The Minister of Mineral and Energy Resources today announced a 12c/litre decrease to both grades of petrol but increases of between 92c/l and 98c/l for diesel inland, increases of between 88c/l and 94c/l for diesel at the coast, increases of between 79c/l and 82c/l for illuminating paraffin.
According to the DMRE the average international product prices of petrol decreased while those of diesel and illuminating paraffin increased, resulting in the sharp increases locally. The department notes that these prices climbed “… because there is still a shortage of diesel supply which is due to lower exports from Russia as major exporter of distillate fuel, low inventories globally as well as higher demand for distillates.”

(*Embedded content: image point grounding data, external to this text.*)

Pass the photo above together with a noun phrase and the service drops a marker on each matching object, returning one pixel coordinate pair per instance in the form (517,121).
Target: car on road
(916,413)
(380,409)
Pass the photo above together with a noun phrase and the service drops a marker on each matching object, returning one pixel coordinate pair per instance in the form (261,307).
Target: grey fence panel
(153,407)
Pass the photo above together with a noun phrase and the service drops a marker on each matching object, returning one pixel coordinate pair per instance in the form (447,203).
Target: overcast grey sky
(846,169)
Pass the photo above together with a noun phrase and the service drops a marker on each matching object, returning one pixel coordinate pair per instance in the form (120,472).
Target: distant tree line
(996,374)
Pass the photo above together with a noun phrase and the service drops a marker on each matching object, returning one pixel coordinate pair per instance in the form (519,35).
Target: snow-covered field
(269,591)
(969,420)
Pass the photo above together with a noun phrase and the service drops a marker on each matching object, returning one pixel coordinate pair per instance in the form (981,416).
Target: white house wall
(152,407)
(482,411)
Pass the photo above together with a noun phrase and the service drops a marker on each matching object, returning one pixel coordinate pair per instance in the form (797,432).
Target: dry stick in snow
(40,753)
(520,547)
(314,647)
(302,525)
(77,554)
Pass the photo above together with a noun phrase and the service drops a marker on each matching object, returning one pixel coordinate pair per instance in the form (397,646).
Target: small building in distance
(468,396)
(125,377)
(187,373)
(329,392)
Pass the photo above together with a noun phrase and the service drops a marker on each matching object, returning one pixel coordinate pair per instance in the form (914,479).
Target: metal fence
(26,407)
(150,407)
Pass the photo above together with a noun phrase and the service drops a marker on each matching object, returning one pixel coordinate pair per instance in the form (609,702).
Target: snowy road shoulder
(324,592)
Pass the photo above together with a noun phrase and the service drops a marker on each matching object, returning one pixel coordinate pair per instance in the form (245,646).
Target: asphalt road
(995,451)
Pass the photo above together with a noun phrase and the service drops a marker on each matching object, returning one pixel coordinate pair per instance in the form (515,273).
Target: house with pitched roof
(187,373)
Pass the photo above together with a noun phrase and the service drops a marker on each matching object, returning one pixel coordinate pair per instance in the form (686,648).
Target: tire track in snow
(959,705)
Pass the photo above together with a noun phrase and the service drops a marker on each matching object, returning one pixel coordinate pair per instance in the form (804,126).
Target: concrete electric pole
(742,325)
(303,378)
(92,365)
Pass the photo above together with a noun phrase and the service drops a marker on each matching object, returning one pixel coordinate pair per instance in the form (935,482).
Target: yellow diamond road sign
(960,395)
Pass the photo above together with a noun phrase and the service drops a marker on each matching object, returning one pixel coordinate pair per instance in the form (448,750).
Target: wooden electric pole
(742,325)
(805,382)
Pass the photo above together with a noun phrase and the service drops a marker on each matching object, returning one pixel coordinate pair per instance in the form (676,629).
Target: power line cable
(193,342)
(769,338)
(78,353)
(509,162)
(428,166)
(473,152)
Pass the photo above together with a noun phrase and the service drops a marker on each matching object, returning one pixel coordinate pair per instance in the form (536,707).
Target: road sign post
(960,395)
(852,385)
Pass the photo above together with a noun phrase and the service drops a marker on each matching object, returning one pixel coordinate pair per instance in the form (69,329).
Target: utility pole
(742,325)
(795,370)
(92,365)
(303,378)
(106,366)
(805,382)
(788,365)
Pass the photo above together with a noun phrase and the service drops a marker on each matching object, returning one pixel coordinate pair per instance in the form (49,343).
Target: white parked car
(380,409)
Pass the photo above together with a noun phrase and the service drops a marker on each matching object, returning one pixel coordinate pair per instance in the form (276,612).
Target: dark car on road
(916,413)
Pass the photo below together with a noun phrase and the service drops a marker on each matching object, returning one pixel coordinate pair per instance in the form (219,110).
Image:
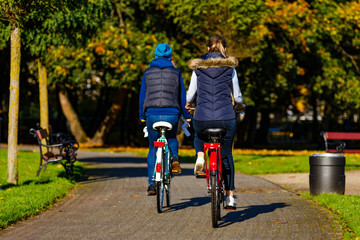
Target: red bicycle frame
(213,149)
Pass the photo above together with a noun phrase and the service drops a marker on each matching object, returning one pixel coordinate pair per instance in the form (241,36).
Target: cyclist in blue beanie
(162,98)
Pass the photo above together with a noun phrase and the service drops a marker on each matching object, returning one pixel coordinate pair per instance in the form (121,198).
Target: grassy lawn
(33,194)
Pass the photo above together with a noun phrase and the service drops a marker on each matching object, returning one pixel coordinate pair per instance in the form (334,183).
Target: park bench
(338,139)
(56,149)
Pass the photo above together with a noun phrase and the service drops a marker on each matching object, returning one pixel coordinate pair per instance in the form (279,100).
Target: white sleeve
(192,88)
(236,88)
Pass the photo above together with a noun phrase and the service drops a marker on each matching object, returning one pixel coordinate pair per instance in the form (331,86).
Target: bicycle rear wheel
(167,191)
(215,201)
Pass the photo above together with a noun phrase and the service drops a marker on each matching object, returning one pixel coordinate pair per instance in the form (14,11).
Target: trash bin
(327,173)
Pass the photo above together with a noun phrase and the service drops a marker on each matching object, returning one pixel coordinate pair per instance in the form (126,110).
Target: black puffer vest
(214,87)
(162,88)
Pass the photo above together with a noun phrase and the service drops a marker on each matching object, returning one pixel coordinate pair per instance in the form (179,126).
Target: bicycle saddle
(217,132)
(160,124)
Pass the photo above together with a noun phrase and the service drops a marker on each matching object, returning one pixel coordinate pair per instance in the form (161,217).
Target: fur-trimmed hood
(213,63)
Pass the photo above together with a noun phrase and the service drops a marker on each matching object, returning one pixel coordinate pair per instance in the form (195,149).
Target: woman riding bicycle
(215,84)
(162,98)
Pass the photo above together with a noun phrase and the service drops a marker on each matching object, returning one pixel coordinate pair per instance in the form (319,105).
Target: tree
(110,67)
(26,16)
(291,52)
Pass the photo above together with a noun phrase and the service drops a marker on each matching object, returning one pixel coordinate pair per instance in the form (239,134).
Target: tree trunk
(104,129)
(43,99)
(315,125)
(72,117)
(12,173)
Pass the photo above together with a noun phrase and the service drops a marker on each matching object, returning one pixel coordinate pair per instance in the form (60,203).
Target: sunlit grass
(32,194)
(346,210)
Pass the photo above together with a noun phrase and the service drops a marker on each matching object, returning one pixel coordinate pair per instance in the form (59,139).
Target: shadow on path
(189,202)
(248,213)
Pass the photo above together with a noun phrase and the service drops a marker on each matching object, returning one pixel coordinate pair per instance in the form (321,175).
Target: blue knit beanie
(163,50)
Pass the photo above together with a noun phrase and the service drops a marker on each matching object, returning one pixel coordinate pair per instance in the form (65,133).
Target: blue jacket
(162,62)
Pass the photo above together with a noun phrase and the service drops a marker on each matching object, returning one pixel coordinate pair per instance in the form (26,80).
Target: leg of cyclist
(228,170)
(173,142)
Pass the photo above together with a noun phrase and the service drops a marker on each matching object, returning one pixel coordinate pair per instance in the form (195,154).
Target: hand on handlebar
(240,107)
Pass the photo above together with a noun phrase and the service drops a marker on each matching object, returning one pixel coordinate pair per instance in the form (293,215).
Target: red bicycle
(213,171)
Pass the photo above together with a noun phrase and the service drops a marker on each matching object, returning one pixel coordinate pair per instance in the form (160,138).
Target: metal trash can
(327,173)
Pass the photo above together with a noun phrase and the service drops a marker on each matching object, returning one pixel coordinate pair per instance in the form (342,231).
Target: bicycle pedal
(200,175)
(230,208)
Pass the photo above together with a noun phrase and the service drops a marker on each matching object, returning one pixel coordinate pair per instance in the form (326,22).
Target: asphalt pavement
(112,204)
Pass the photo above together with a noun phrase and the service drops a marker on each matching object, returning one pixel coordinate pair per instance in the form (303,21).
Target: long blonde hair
(217,43)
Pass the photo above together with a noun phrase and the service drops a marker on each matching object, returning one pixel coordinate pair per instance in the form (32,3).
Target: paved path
(112,204)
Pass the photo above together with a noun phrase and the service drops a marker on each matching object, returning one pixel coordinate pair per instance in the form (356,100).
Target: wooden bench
(62,152)
(338,139)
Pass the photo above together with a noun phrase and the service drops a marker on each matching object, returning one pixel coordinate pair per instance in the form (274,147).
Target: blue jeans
(227,161)
(154,135)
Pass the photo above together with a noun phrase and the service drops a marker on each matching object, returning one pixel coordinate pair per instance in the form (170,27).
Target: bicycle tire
(215,203)
(167,191)
(159,196)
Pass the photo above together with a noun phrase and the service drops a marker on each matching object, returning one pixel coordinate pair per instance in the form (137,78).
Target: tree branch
(352,58)
(121,21)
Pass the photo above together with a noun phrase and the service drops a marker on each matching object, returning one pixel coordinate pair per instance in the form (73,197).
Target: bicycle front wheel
(159,195)
(215,201)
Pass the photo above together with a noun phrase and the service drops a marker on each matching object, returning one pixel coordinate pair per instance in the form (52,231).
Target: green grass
(33,194)
(345,208)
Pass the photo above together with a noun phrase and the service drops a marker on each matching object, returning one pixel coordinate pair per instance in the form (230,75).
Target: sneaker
(230,202)
(176,169)
(199,166)
(151,190)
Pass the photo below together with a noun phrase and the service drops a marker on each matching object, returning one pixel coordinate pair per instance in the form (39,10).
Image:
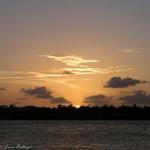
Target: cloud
(118,82)
(137,97)
(38,92)
(71,60)
(60,100)
(66,72)
(43,93)
(97,100)
(2,89)
(129,51)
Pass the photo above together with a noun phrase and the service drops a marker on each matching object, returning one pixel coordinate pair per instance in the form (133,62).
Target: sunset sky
(79,52)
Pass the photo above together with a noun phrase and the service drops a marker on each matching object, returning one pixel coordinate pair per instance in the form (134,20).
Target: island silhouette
(70,112)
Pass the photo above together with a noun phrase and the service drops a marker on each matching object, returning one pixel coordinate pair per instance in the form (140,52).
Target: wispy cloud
(129,51)
(71,60)
(43,93)
(92,70)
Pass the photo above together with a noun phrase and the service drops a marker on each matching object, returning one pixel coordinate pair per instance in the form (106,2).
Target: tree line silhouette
(72,113)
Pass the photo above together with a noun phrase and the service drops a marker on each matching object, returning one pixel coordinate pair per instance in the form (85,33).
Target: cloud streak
(97,100)
(44,93)
(137,97)
(118,82)
(2,89)
(71,60)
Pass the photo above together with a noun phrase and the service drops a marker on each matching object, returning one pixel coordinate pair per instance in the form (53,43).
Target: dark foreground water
(75,135)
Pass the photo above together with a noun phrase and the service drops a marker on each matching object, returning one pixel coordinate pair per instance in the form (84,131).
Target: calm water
(75,135)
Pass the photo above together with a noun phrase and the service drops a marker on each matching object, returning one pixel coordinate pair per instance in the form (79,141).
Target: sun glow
(77,106)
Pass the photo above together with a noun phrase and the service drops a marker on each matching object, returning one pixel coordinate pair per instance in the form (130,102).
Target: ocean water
(75,135)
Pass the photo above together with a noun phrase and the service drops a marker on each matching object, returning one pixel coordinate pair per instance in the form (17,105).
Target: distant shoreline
(84,113)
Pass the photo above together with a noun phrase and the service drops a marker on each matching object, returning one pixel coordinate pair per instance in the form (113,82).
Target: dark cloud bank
(98,100)
(118,82)
(44,93)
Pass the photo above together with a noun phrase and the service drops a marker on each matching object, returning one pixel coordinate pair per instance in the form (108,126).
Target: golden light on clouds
(71,60)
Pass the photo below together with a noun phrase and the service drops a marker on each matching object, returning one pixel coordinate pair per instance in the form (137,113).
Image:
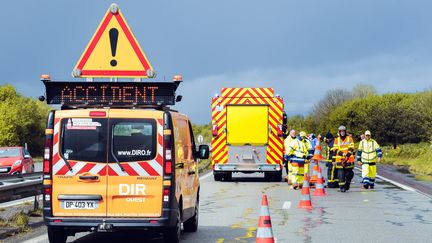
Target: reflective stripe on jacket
(297,148)
(342,147)
(369,151)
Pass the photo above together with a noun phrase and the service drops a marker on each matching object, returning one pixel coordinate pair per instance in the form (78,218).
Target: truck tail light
(214,129)
(166,195)
(47,158)
(47,194)
(280,130)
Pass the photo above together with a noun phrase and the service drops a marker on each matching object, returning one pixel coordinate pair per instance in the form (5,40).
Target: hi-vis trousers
(368,173)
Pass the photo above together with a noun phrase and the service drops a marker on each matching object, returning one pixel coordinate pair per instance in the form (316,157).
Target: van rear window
(84,139)
(134,140)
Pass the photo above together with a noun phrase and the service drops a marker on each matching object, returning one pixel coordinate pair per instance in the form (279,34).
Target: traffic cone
(264,231)
(314,177)
(319,187)
(317,155)
(305,200)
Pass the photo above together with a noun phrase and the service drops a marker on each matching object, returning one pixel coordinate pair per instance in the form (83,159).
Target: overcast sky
(300,48)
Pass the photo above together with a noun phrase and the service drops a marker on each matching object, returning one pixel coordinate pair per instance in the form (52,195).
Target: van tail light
(214,129)
(279,130)
(166,194)
(168,167)
(47,162)
(47,193)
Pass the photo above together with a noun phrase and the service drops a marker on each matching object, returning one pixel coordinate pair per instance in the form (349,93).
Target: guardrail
(13,187)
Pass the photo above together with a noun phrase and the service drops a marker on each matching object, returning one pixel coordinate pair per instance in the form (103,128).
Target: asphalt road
(229,213)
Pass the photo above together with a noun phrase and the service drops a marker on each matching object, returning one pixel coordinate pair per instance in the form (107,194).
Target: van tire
(172,235)
(56,235)
(227,176)
(191,225)
(217,176)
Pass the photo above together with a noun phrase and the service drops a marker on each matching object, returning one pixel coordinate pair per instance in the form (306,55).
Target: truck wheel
(56,235)
(191,225)
(173,233)
(217,176)
(277,177)
(228,176)
(268,176)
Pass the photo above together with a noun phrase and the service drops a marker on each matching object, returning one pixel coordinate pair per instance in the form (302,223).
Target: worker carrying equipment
(287,164)
(332,180)
(368,154)
(297,155)
(344,158)
(308,144)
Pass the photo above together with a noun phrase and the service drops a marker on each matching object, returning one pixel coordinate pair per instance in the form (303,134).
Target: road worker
(310,149)
(332,180)
(297,153)
(344,158)
(368,154)
(287,142)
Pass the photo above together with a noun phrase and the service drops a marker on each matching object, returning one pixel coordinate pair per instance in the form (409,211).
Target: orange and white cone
(319,187)
(264,231)
(314,177)
(305,200)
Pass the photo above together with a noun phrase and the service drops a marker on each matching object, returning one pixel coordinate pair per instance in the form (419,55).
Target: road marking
(405,187)
(41,238)
(19,201)
(206,175)
(286,205)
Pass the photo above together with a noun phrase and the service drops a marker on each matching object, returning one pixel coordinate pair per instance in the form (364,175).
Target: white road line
(206,175)
(41,238)
(405,187)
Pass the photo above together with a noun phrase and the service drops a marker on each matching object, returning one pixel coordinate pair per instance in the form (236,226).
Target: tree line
(392,118)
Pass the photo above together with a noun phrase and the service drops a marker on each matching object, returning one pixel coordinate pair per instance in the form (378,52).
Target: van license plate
(247,156)
(79,204)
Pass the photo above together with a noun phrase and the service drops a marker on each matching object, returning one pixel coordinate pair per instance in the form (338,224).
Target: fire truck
(247,133)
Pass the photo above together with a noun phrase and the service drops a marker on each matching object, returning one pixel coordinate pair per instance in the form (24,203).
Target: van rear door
(79,164)
(135,168)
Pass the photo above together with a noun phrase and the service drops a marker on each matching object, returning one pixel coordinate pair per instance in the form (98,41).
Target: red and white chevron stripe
(145,168)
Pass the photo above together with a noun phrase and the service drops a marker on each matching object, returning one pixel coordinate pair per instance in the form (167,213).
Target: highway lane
(229,213)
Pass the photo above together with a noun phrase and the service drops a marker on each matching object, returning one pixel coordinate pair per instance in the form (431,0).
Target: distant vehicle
(15,160)
(247,130)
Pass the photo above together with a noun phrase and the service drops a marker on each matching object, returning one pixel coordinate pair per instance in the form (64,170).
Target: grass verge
(416,157)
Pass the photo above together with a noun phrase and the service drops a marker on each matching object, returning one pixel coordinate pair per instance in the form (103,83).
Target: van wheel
(56,235)
(191,225)
(217,176)
(228,176)
(172,235)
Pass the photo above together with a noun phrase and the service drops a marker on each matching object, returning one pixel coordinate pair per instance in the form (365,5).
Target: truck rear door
(247,124)
(79,164)
(135,168)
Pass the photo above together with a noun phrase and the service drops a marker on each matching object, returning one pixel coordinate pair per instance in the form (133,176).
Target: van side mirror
(203,152)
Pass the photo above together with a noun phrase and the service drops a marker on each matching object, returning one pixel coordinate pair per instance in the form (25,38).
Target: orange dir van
(117,158)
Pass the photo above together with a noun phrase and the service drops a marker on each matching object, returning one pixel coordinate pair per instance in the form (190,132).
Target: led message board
(110,93)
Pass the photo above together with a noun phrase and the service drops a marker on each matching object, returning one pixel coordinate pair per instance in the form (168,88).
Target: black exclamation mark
(113,41)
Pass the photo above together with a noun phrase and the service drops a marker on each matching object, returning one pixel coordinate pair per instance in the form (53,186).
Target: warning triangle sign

“Naturally, the decreases to petrol are welcome; they will offer some relief in the short-term. Of concern, however, are the high increases to diesel and illuminating paraffin which will, undoubtedly, put extra financial pressure on millions of South Africans already struggling to make ends meet. The price of illuminating paraffin is particularly worrying as this fuel is used for cooking, heating and lighting and comes as South Africa enters winter,” the AA notes.
The adjustments mean 95 ULP in Gauteng and the cost will be marginally cheaper in May than in April but still high at R21.84/l in Gauteng and R21.09/l at the coast (both below the earlier record prices of R21.96/l and R21.24/l set in April. However, the cost of diesel is now in record territory which will impact the economy as this is a major input cost in the manufacturing, road freight, agricultural and mining sectors and increases to these input costs will be passed on to consumers.
The Association says the relief offered in February of a reduction of the General Fuel Levy (GFL) by R1.50 is cushioning the blow of the increases but that a more permanent solution must be found before month end.
“Government provided short-term relief through reducing the GFL, but this relief ends at the end of May going into June. If the GFL returns to its set rate, that will add another R1.50/l to petrol and diesel and will certainly push the prices of these fuels much higher. The question now is how government plans to deal with the fuel price going forward, and how, ultimately, this will result in sustainable relief for South African consumers,” the AA concludes.